My Starbucks is full of locals (you can tell, because it’s right in the heart of boy’s town and the bicep quality is well above par) but it also gets some tourists from the hotel just down the block. The mother with her two adolescent daughters before me in line was clearly of the second variety. She was fitting three drinks into a cardboard carry tray as I screwed the lid onto my travel cup, when I heard her say “Now, that’s a great idea!”

Um. “Yeah,” I said, with no detectable sarcasm. “It is. I save a few hundred cups a year, I figure.”

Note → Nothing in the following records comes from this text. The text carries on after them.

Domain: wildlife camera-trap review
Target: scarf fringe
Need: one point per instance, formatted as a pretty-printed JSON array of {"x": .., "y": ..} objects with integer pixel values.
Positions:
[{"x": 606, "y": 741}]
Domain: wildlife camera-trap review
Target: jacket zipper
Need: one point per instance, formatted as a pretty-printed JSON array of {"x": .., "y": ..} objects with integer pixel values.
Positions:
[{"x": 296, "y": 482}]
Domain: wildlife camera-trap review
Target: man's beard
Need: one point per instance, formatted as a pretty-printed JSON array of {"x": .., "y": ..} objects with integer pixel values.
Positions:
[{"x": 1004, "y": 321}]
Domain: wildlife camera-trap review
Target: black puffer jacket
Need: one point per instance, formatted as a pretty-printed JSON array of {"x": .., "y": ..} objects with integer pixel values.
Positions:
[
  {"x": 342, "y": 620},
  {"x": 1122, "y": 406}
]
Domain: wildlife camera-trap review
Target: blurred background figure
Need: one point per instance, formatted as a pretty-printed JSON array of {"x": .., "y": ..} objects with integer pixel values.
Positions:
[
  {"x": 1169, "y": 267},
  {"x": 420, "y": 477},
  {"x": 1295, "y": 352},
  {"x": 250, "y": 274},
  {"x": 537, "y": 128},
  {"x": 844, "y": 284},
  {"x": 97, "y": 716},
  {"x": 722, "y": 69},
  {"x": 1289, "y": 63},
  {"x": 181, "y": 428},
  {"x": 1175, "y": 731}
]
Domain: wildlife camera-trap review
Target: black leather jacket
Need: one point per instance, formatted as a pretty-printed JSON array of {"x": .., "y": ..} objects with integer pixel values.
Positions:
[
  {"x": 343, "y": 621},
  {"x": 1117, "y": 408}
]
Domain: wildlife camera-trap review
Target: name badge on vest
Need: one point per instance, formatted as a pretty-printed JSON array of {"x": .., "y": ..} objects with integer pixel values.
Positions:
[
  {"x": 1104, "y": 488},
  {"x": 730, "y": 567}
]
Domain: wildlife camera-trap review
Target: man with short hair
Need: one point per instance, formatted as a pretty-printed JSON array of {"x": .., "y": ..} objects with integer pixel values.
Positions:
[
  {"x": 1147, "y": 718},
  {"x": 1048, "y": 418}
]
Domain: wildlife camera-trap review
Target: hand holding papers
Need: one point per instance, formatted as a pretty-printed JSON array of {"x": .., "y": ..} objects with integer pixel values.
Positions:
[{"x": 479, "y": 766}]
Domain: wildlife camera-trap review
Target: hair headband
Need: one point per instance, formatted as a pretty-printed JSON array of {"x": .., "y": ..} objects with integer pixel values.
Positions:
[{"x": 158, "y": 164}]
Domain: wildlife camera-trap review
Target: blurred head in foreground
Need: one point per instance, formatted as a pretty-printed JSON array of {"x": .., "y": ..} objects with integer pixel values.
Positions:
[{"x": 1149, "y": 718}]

The usual barrage of judgmental thought was staunched along with the sarcasm, with just a tiny bit of effort. As I stood there and saw her regarding my cup with a smile, I realized, in a way that was completely unrelated to her charming Midwestern accent, that on this Friday morning in the year 2012, it occurred to this woman for the very first time in her life that she had an option not to use a disposable cup. She had the option to conserve. She had the option to save trees and plastic and space in the landfill, as well as all the unaccounted pollutants generated behind the scenes for anything that’s mass manufactured and distributed world wide to deliver a hot cup of creature comfort to us in the morning in whatever city we may find ourselves waking up.

That was what really woke me up this morning. I realized how I sleepwalk through my worldview, which presumes that everyone, everywhere knows what they can do to help our planet get a little healthier.

When I set aside my assumptions for a second, I had the opportunity to share a great idea with someone else. This woman didn’t deserve scorn for flaunting what I consider one of the simplest measures of personal environmental responsibility. Quite the contrary: she gave me the gift of being inspired by an action that I take almost without thinking about it. I paraphrase George Bernard Shaw:

If you have caramel frappucino and I have a triple decaf and we exchange cups then you and I will still each have one tasty beverage. But if you have an idea and I have an idea and we exchange these ideas, then each of us will have two ideas.

And that idea tastes much, much better.